HOUSTON (LAWFUEL) – The scenario facing lead paint manufacturers in Rhode Island resembled the litigation nightmares of most American businesses. The defendants faced a state attorney general represented by contingent-fee lawyers. The plaintiffs’ lawyers wielded a vague but public-spirited legal theory to which juries could readily relate. The “victims” described at trial were hundreds of homeowners, particularly in lower income areas. A jury in 2006 found the paint makers liable for a “public nuisance,” but, as three attorneys discuss in a new Washington Legal Foundation Working Paper, the state Supreme Court vindicated the defendants’ arguments.
The publication, “The Mouse Roars!: Rhode Island High Court Rejects Expansion of Public Nuisance,” was authored for WLF by Thomas R. Bender, a partner in the Providence, R.I., firm of Hanson Curran LLP; and Richard O. Faulk and John S. Gray, partners in the Houston office of the law firm Gardere Wynne Sewell LLP. Mr. Bender served as local appellate counsel in the proceedings. Messrs. Faulk and Gray were counsel for the Public Nuisance Fairness Coalition and the Property Casualty Insurance Association of America as amicus curiae.
In March 2007, WLF published the paper “The Mouse that Roared?: Novel Public Nuisance Theory Runs Amok in Rhode Island.” The paper, written by Messrs. Faulk and Gray, meticulously dissected the deep legal flaws in the Rhode Island trial court’s ruling. The 2007 paper was a forerunner of a major law review article (“Alchemy in the Courtroom? The Transmutation of Public Nuisance Litigation,” 2007 Mich. St. L. Rev. 941 [2007]), which was authored by Messrs. Faulk and Gray, and cited multiple times in the Rhode Island Court’s opinion.

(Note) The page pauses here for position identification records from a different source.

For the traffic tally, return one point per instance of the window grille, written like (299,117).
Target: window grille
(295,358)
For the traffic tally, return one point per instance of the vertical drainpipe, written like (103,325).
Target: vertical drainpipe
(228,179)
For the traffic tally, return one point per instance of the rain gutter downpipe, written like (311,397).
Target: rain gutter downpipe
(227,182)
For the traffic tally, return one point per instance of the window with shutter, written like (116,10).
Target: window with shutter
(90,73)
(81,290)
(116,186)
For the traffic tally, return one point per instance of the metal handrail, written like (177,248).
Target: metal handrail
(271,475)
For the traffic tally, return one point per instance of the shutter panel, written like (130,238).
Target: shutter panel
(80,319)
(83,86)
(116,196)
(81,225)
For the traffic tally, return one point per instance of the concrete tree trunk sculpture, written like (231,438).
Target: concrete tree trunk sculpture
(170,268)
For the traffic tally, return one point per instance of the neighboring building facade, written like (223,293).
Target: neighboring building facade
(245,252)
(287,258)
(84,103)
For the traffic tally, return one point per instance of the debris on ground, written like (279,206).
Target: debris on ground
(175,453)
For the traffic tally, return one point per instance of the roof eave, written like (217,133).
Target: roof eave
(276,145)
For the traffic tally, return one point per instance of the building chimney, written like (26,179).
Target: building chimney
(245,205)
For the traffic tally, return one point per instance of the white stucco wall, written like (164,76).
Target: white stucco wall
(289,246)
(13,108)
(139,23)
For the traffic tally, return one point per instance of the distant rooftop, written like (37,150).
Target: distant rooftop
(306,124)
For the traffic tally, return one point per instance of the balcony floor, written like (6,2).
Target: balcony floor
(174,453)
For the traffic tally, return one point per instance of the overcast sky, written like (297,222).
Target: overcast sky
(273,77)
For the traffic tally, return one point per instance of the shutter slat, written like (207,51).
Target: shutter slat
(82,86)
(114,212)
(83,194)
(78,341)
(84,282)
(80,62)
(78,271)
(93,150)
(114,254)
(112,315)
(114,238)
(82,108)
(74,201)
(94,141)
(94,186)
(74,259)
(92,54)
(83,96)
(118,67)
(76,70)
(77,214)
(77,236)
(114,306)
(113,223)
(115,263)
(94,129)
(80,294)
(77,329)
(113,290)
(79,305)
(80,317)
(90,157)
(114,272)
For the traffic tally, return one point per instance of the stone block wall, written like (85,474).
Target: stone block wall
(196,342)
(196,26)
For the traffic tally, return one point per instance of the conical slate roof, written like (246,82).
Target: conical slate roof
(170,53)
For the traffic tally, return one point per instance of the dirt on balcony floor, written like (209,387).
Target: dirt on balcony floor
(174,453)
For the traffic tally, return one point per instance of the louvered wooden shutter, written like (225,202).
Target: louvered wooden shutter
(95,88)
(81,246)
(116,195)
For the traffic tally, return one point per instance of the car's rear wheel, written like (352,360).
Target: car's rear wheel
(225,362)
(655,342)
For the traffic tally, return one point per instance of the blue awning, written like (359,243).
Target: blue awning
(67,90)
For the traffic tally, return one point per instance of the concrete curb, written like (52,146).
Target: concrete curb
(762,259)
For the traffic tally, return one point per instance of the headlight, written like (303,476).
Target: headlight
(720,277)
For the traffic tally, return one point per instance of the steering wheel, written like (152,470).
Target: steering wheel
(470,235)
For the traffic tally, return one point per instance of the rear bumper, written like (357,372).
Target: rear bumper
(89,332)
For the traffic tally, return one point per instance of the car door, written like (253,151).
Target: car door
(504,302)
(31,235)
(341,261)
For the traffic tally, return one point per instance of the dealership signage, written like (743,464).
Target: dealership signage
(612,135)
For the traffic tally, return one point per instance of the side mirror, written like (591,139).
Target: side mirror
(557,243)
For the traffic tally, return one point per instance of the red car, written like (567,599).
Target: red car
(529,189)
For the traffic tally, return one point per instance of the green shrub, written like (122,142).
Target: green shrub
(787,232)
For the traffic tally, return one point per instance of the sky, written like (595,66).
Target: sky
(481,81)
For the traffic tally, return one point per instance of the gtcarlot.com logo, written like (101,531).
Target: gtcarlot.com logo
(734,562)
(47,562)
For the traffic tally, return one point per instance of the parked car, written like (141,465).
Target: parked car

This new paper recounts the suit’s path from its filing in 1999 to the state high court’s ruling on July 1, 2008. It then explains the Court’s reasons for rejecting the plaintiffs’ legal theory. The authors stress that the holding was solidly based in judges’ role as arbiters of the law, not as policymakers, and the state’s obvious failure to establish the elements of a public nuisance violation. The authors entreat other courts faced with public nuisance lawsuits to embrace the Rhode Island high court’s principles-based, persuasive approach to judging.
“The Mouse Roars!: Rhode Island High Court Rejects Expansion of Public Nuisance” is available online at http://www.wlf.org/upload/FinalBenderFaulkGray.pdf. Printed copies of WLF WORKING PAPER, Number 157 (July 2008), can be obtained by forwarding a request to: Publications Department, Washington Legal Foundation, 2009 Massachusetts Avenue, NW, Washington, D.C. 20036, or calling (202) 588-0302.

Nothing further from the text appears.